In uno dei webinar, anzi ormai cicli di webinar, più interessanti a cui ho assistito in questo periodo, quelli curati da GRS Explori “Expo Network” Enrico Gallorini ha trovato ritengo la traiettoria migliore per ipotizzare i mesi che ci aspettano, noi professionisti degli eventi fieristici e non solo, insieme alla rete degli espositori che ne costituiscono l’ossatura. Enrico è partito dicendo che ora le fiere vivono in un ambiente di coopetition (cooperation + competition) ma dovranno virare verso una visione più inclusiva, domandarsi di più circa quali siano i bisogni dei clienti, divenendo parte integrante dell’ecosistema.
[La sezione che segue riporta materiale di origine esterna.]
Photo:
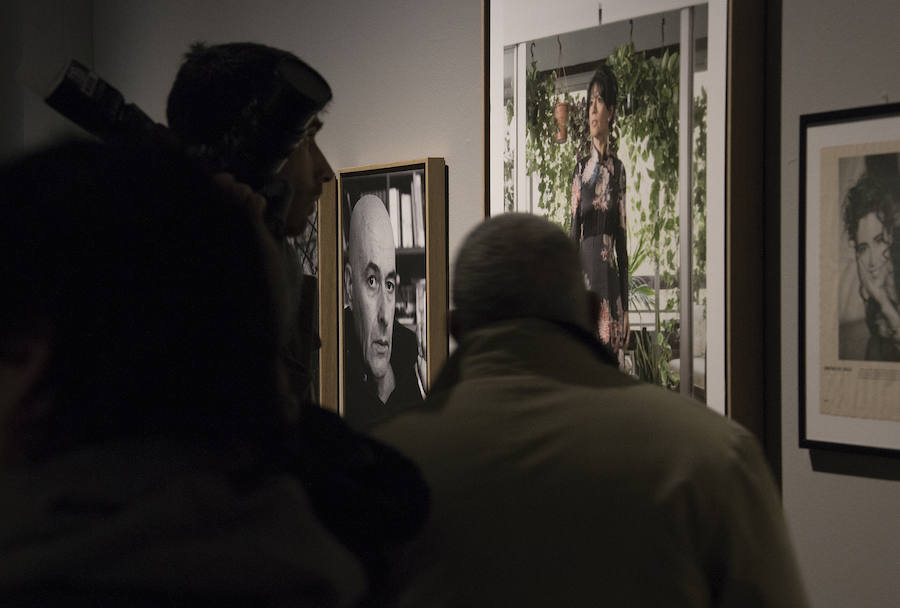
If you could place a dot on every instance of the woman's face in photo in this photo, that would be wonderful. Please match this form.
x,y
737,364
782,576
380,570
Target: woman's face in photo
x,y
599,114
872,243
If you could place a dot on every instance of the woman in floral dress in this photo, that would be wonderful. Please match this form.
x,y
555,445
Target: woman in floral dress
x,y
598,215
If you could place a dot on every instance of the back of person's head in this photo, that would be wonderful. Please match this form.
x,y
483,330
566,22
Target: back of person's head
x,y
154,291
518,265
244,103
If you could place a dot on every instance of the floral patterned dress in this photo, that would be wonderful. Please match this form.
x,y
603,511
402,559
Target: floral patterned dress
x,y
598,226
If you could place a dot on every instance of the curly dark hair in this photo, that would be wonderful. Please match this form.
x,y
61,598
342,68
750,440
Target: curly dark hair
x,y
870,194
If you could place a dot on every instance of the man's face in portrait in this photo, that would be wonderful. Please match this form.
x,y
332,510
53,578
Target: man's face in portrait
x,y
372,282
872,245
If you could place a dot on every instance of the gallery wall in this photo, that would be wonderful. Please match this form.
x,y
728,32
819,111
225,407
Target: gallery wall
x,y
842,509
407,82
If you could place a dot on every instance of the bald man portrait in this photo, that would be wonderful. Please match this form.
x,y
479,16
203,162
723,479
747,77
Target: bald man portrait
x,y
380,376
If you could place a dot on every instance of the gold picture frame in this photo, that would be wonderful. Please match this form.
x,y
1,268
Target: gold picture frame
x,y
412,220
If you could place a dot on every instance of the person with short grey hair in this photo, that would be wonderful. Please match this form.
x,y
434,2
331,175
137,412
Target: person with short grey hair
x,y
556,479
542,280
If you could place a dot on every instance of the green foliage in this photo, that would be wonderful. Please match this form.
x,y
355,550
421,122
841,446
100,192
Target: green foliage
x,y
552,162
647,111
646,125
652,354
509,165
699,194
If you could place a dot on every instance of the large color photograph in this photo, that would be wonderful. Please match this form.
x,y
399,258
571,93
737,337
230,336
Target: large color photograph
x,y
593,134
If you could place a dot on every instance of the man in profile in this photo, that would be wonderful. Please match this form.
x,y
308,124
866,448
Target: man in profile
x,y
558,480
144,440
381,376
254,110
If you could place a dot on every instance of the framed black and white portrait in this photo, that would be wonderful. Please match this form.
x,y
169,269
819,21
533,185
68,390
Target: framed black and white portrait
x,y
850,262
392,281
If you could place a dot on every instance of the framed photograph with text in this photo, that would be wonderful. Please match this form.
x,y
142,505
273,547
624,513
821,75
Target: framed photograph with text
x,y
392,281
850,273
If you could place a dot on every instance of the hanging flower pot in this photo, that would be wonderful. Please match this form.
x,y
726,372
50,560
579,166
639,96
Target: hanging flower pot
x,y
561,114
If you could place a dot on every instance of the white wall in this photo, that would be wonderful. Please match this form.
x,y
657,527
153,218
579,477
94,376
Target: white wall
x,y
406,75
835,55
37,38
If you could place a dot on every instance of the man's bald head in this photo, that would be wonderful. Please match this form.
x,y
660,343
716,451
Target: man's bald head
x,y
370,281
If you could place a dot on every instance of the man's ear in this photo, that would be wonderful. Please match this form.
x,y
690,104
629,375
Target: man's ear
x,y
23,362
455,326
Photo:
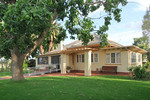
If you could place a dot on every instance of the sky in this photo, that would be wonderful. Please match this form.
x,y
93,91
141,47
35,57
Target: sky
x,y
130,26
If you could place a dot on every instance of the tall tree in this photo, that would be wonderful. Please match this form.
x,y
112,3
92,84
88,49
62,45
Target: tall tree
x,y
26,23
144,41
55,32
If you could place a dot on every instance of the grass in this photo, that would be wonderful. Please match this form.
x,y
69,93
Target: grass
x,y
5,74
75,88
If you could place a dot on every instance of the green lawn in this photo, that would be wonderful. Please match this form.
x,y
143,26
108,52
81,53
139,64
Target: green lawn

E per essere parte costante di un’ecosistema non potranno prendere vita per una settimana all’anno, o ogni due anni. Dovranno essere mappati gli obiettivi intermedi degli espositori, e trovati strumenti per fornire risposte a queste domande delle imprese, che non sono soltanto le leads per nuove attività commerciali, ma una costellazione di bisogni.

Di più: nel momento in cui un evento sarà riconosciuto come tale, non sarà più discriminante sapere che sarà fisico, digitale o ibrido, ma sarà percepito come una risposta. Infine, sarà riconosciuto come una piattaforma in grado di generare cocreazione, il vero e proprio momento in cui le cose nascono, grazie all’interscambio di dati, informazioni, valutazioni di espositori, brand, visitatori, stakeholders, influencer.

Insomma dalla vetrina, alla accelerazione commerciale, fino alla vera e propria generazione di valore (che sarà declinato poi in algoritmi, machine learning e chissà cos’altro) che avrà un risultato di per sé grazie all’apporto costruttivo di tutti che solo lì potrà trovare l’humus adatto al suo sviluppo.

Certamente vista dalla prospettiva di oggi, con quartieri fieristici vuoti e manifestazioni rinviate, è una visione molto avanzata ed ottimistica, ma basta osservare la storia per capire che proprio nei momenti di rottura come questo, sono avvenuti i maggiori “salti” di schema, e il mondo degli eventi è proprio alla ricerca di questo. Solo i più pronti all’adattamento miglioreranno.

Commenti e confronto sempre graditi, ciao.